I stand for a moment, facing the carved wooden panels, quite unable to turn and face the curious stares in the crowded room. Now the thick doors are between us, I find I am shaking – not just my hands, not just trembling in my knees, but shuddering in every sinew of my body as if I have a fever, shivering like a leveret tucked down in a wheat field hearing the swish of the blades of the reaping gang coming closer and closer.

It is long past midnight before everyone is asleep, and I put a blue cloak over my night robe of black satin and dark as a shadow in the colours of the night sky, go quietly out of the women’s rooms and down the great stairs. No-one sees me pass, I have the hood pulled over my face, and, anyway, this is a court that has bought and sold love for years. No-one has much curiosity in a woman going to the wrong room after midnight.

There are no sentries posted at my lover’s door; it is unlocked as he promised. I turn the handle and slip in, and he is there, waiting for me at the fireside, the room empty, lit only by a few candles. He is tall and lean, dark-haired, dark-eyed.

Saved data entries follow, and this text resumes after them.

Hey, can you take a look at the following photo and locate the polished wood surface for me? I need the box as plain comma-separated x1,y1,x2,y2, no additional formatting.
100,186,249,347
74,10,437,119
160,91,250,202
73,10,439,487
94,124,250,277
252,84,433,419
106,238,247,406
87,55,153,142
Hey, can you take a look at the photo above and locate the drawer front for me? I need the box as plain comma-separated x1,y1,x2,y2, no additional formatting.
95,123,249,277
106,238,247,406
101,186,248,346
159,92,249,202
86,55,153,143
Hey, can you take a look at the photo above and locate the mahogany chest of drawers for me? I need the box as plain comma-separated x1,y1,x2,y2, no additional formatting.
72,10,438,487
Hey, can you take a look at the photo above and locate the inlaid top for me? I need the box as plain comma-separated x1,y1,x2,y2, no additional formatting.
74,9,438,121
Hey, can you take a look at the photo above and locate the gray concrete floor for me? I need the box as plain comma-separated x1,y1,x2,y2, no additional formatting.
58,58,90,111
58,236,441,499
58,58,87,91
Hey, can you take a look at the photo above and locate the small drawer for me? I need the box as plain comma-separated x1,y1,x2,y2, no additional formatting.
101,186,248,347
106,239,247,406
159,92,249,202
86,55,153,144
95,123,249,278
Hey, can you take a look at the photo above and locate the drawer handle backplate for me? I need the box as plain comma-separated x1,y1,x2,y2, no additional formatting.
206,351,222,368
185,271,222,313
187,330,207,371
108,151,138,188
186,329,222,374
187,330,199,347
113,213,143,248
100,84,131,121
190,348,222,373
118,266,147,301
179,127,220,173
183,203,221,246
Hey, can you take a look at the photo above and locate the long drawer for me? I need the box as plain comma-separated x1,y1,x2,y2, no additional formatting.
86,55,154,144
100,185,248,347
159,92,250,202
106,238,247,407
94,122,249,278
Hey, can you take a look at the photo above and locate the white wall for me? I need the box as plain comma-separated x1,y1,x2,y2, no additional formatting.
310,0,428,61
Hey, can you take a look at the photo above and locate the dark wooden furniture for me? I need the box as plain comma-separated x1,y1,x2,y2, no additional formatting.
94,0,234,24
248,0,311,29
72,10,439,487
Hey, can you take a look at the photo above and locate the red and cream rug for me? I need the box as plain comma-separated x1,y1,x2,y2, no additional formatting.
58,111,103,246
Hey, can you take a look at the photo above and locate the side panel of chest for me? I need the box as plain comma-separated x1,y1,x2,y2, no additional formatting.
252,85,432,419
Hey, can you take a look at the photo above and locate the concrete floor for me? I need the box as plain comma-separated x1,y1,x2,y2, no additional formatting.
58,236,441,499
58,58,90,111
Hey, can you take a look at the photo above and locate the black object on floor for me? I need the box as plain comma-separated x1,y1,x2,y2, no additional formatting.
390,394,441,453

When he hears me he turns, and desire illuminates his grave face. He grabs me, my head against his hard chest, his arms tightening around my back. Without saying a word, I am rubbing my forehead against him as if I would drive myself under his skin, into his very body. We sway together for a moment, our bodies craving the scent, the touch of the other. His hands clutch at my buttocks, he lifts me up and I wrap my legs around him. I am desperate for him. He kicks open the door of his bedroom with his booted foot, and carries me in, slamming it behind him as he turns and lays me down on his bed. He strips off his breeches, he throws his shirt to the floor as I open my cloak and robe and he presses down upon me and enters me without a single word said, with only a deep sigh, as if he has been holding his breath all day for this moment.

Only then do I gasp against his naked shoulder: ‘Thomas, swive me all night; I don’t want to think.’